Does any of this sound familiar?

These are the words I hear most often from neurotypical partners. If you're reading this and nodding — you're in exactly the right place.

You might be thinking..."I feel like I'm parenting my partner, not partnering with them. I carry everything — the planning, the remembering, the emotional labor — and I'm so tired."

You might be thinking..."When I try to explain how I feel, somehow I end up being the one who apologizes. My feelings get turned around and I start to wonder if I'm the problem."

You might be thinking..."I love them — I really do. But I've lost myself in this relationship. I can't remember the last time I felt truly seen or emotionally held by my partner."

You might be thinking..."I've tried talking to friends about it but they don't understand. My partner seems fine to everyone else. I feel crazy, or like I'm being too sensitive."

You might be thinking..."I grieve the relationship I thought we'd have. I grieve being truly known. I'm not sure if I'm staying out of love or out of fear of what leaving would mean."

You might be thinking..."I don't want to leave. I want things to change. I want my partner to understand what this has been like for me — and I want us to actually find each other again."

"You are not too sensitive. You are not asking for too much. You have been carrying something very heavy, often in silence — and that deserves to be witnessed."

Understanding the Dynamic

What Is Cassandra Syndrome?

Cassandra Syndrome — also called Cassandra Affective Deprivation Disorder (CADD) — describes the experience of the neurotypical partner in a neurodiverse relationship. The name comes from the Greek myth of Cassandra, who could see the truth clearly but was never believed.

In a neurodiverse relationship, the neurotypical partner often experiences a profound disconnection between what they know to be true about their emotional experience — the loneliness, the unmet needs, the invisible labor — and how that experience is reflected back to them. When the neurodivergent partner struggles with emotional attunement or empathy deficits, the neurotypical partner's reality can go consistently unwitnessed, even by the people closest to them.
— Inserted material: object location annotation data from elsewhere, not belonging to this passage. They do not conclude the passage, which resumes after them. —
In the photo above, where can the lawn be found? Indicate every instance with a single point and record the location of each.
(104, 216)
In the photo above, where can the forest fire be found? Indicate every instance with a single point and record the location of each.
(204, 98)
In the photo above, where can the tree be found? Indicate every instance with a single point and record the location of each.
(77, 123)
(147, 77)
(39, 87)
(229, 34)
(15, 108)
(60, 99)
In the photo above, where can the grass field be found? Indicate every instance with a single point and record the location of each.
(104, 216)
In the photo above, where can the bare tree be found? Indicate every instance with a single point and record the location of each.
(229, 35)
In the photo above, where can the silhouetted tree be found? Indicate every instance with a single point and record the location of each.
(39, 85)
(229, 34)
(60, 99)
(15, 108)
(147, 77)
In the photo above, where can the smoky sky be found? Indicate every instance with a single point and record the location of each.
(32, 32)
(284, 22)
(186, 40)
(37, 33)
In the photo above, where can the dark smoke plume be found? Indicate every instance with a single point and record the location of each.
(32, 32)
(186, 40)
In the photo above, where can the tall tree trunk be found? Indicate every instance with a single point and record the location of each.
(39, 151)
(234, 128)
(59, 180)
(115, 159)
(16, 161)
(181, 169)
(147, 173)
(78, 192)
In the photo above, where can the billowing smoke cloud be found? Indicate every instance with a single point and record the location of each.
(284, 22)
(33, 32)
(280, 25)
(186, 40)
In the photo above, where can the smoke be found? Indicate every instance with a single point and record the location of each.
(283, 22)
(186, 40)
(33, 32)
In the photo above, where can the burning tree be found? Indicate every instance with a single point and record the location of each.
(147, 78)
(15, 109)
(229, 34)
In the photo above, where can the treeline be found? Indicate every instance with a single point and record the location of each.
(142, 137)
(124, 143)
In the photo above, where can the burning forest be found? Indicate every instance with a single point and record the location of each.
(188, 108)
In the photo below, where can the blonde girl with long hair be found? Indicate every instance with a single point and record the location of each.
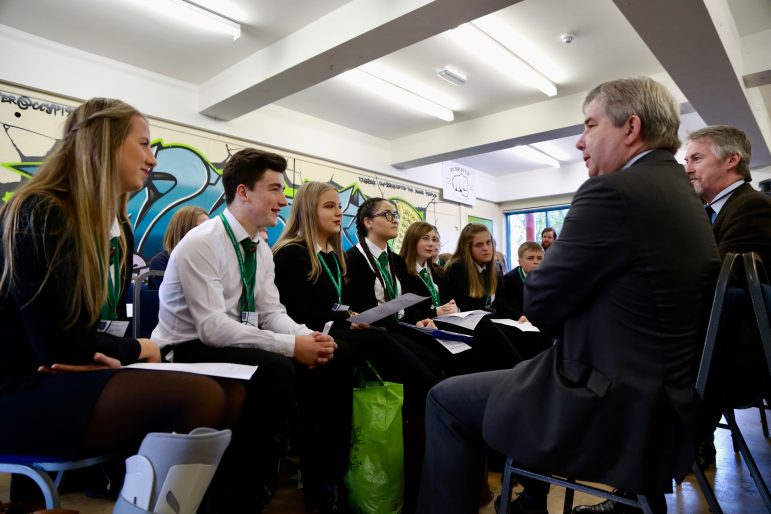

Over time, this can lead to deep self-doubt, grief, depression, anxiety, and a loss of identity — not because anything is wrong with you, but because you have been living in a dynamic that was never fully named or understood.

Important to Know

Cassandra Syndrome is not a clinical diagnosis — it is a framework for naming an experience that many neurotypical partners find profoundly validating to finally encounter. It does not blame the neurodivergent partner. It simply makes space for the neurotypical partner's reality to be seen and taken seriously.

The Invisible Weight

What Makes This So Hard to Name

Your partner isn't cruel. They may be loving, funny, and genuinely trying. That makes it incredibly hard to explain — even to yourself — why you feel so alone. The absence of intentional harm doesn't mean the impact isn't real.

The Gaslighting Effect

When Your Reality Gets Questioned

When your partner struggles to understand your emotional experience, conversations can leave you feeling confused, unheard, or even responsible for the disconnection. Over time, many women in this dynamic begin to doubt their own perceptions.

The Path Forward

You Don't Have to Choose Between Yourself and Your Relationship

Therapy for neurotypical partners isn't about deciding whether to stay or leave. It's about reclaiming your own reality, rebuilding your sense of self, and — if both partners are willing — creating the possibility of genuine connection.

The Emotional Experience

What Living With This Actually Feels Like

Cassandra Syndrome has a real emotional and physical toll. These are the experiences I hear most often — and that therapy can help you finally process and move through.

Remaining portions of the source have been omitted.